#dontmutedc has become a powerful call to ensure that DC's own indigenous music is supported, promoted and celebrated. Through these three great summer reads, learn about Go-Go's history, people, sounds, setbacks and future with DC Public Library's Go-Go Book Club, in partnership with Solid State Books, Washington Performing Arts and the Smithsonian Center for Folklife and Cultural Heritage.
The Beat: Go-Go Music from Washington DC by Kip Lornell & Charles C. Stephenson, Jr.
Take Me Out To The Go Go: the Autobiography of Kato Hammond
Go-Go Live: The Musical Life and Death of a Chocolate City by Natalie Hopkinson
Go-go is an upbeat, funky Black popular music from Washington, D.C. with a history as long as that of house or hip-hop. Natalie Hopkinson, formerly the Media and Culture Critic for The Root, with access to clubs, producers, and artists, is well-placed to tell the story of the music from the 70s to the present. With the gentrification of the District, more of the Black population and the go-go industry have moved to the Maryland suburbs. In Go-Go Live, Hopkinson gives a critical, inside account of the scene and how it survives in a changing city.

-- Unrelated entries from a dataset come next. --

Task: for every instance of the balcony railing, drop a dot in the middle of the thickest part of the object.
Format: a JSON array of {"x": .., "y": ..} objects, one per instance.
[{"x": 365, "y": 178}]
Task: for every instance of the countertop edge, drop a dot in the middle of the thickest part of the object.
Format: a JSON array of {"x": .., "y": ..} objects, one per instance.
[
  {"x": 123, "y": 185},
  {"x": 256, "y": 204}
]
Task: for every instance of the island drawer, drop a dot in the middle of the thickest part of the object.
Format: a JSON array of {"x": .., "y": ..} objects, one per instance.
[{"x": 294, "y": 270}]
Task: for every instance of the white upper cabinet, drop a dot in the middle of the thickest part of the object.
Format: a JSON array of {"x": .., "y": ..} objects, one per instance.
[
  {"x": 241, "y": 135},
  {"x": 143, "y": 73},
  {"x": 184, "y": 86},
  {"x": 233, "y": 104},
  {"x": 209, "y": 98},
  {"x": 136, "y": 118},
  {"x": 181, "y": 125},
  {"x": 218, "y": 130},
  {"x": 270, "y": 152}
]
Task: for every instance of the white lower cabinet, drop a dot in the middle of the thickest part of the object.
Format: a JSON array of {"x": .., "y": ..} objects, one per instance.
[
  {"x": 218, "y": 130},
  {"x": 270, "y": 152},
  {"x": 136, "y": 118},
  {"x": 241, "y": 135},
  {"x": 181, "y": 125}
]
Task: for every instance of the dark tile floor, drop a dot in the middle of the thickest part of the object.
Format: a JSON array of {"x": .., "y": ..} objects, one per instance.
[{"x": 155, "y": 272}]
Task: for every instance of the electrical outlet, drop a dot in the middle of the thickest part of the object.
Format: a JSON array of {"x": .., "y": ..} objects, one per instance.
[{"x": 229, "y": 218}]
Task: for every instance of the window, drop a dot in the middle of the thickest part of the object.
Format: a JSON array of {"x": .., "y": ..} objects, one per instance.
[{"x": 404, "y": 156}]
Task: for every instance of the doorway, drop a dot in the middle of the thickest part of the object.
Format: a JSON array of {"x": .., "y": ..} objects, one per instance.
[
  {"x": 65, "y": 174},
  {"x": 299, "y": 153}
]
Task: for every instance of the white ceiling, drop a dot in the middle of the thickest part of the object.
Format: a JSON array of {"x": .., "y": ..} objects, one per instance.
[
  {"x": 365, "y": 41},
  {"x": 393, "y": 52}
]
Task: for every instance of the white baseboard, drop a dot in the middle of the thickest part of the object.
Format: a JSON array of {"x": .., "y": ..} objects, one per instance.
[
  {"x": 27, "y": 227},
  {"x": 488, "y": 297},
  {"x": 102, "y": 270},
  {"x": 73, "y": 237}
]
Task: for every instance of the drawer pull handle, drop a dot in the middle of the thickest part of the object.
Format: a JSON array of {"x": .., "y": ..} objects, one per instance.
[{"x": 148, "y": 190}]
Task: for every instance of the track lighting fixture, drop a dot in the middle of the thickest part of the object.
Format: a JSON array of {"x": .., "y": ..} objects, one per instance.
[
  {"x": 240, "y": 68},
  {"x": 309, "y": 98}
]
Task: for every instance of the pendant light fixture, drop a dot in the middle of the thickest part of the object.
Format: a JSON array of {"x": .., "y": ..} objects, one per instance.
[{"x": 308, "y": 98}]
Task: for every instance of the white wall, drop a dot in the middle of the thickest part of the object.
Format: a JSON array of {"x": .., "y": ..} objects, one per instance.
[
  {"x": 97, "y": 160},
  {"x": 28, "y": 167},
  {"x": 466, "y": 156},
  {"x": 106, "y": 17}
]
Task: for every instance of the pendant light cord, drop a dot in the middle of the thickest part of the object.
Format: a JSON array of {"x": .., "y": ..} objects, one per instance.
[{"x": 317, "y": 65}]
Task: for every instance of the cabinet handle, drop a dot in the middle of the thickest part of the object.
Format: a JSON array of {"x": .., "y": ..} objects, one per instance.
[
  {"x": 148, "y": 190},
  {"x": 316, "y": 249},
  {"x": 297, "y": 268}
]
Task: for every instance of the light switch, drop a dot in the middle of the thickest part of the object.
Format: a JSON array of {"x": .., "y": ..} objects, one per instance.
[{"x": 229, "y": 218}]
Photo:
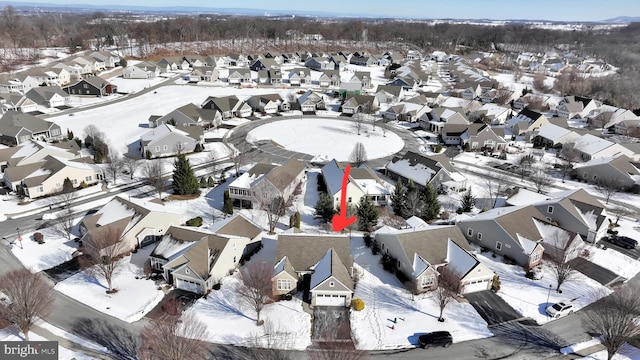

Go-go is the conga drum–inflected black popular music that emerged in Washington, D.C., during the 1970s. The guitarist Chuck Brown, the "Godfather of Go-Go," created the music by mixing sounds borrowed from church and the blues with the funk and flavor that he picked up playing for a local Latino band. Born in the inner city, amid the charred ruins of the 1968 race riots, go-go generated a distinct culture and an economy of independent, almost exclusively black-owned businesses that sold tickets to shows and recordings of live go-gos. At the peak of its popularity, in the 1980s, go-go could be heard around the capital every night of the week, on college campuses and in crumbling historic theaters, hole-in-the-wall nightclubs, backyards, and city parks.
Go-Go Live is a social history of black Washington told through its go-go music and culture. Encompassing dance moves, nightclubs, and fashion, as well as the voices of artists, fans, business owners, and politicians, Natalie Hopkinson's Washington-based narrative reflects the broader history of race in urban America in the second half of the twentieth century and the early twenty-first. In the 1990s, the middle class that had left the city for the suburbs in the postwar years began to return. Gentrification drove up property values and pushed go-go into D.C.'s suburbs. The Chocolate City is in decline, but its heart, D.C.'s distinctive go-go musical culture, continues to beat. On any given night, there's live go-go in the D.C. metro area.
A former staff writer, editor, and culture critic at the Washington Post and The Root, Natalie Hopkinson is an assistant professor in Howard University’s graduate program in communication, culture and media studies and a fellow at the Interactivity Foundation. The author of A Mouth Is Always Muzzled (The New Press), as well as Go-Go Live and Deconstructing Tyrone (with Natalie Y. Moore), Hopkinson lives in Washington, D.C.